In 1980s New York City Liquid Liquid hung at the crossroads of Downtown and No Wave but are more retrospectively notable for unwittingly laying the musical bedrock for an early rap hit and helping to pave the way for both the paradigm of post-rock and the new millennium’s indie-dance agenda. Superior Viaduct’s reissues of the group’s three EPs are hot off the griddle, as is an LP devoted to relevant prior acts Liquid Idiot and Idiot Orchestra. Folks needing all four can acquire them in a special-priced bundle exclusively from the label. Those looking to dabble can buy separately and in stores.

Featuring drummer Scott Hartley, bassist Richard McGuire, vocalist Salvatore Principato, and marimba specialist Dennis Young, Liquid Liquid announced their presence in 1981 with two EPs issued on 99 Records, a home to significant if initially neglected indigenous happenings of the period; Glenn Branca, Bush Tetras, Y Pants, and ESG were all documented on the influential venture of Ed Bahlman.

But not so fast; before Liquid Liquid’s formation the members were part of two related bands, the older of the two being Liquid Idiot. They formed circa the late ‘70s down New Jersey way at Rutgers University and migrated to Gotham to play gigs. The flyers for these events would encourage the audience to bring their own instruments and join right in, and at one of these hootenannies Dennis Young showed up, playing marimba from the floor.

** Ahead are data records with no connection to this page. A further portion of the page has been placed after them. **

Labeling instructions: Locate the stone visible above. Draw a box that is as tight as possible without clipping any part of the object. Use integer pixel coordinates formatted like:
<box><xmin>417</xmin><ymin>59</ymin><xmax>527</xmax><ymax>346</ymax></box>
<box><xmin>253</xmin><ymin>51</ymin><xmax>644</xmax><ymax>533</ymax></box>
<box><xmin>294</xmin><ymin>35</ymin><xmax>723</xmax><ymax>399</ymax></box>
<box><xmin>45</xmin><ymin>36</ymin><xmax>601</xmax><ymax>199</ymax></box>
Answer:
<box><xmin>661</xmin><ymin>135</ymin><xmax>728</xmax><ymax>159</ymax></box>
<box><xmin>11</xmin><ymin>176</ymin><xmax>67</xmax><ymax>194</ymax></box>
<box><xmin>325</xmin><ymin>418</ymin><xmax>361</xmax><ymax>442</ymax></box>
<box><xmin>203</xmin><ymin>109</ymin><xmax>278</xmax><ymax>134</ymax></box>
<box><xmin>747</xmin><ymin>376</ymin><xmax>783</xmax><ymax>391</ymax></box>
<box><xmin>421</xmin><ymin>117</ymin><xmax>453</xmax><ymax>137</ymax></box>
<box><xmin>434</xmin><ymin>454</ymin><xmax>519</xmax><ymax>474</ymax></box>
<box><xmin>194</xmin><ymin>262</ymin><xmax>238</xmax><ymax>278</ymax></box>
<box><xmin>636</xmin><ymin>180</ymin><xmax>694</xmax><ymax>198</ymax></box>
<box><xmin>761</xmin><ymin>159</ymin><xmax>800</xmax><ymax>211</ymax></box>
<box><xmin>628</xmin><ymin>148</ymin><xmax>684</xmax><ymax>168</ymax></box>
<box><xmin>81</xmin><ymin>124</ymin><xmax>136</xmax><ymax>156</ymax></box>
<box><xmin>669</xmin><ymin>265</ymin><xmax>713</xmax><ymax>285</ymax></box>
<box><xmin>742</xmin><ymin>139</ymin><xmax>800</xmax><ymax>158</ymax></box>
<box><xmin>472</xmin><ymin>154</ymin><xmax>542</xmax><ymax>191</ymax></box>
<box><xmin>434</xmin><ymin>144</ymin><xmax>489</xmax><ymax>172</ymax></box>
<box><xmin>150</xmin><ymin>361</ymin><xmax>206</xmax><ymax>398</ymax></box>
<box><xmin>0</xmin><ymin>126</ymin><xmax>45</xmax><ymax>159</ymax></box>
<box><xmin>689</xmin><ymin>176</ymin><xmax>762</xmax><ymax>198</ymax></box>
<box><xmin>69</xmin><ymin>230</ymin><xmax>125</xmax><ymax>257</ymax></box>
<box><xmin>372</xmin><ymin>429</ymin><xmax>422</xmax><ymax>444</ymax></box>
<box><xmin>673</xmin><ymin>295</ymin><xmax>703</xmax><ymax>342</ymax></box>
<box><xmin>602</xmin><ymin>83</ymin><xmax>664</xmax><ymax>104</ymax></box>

Liquid Idiot recorded a 7-inch in McGuire’s living room while still in New Brunswick; offering loose, thoroughly non-pro art-inclined DIY totaling 15 minutes, its nine tracks spring from a framework of guitar and rhythm as clarinet, saxophone, and a cheap organ intermittently enter the fray. Favoring abstraction and repetition over melodious concerns, Liquid Idiot’s beginner’s stabs at free jazz/Trout Mask-era Magic Band/general avant-gardism are likeable if far from mind-blowing. Occasionally, the thrust’s comparable to the Los Angles Free Music Society.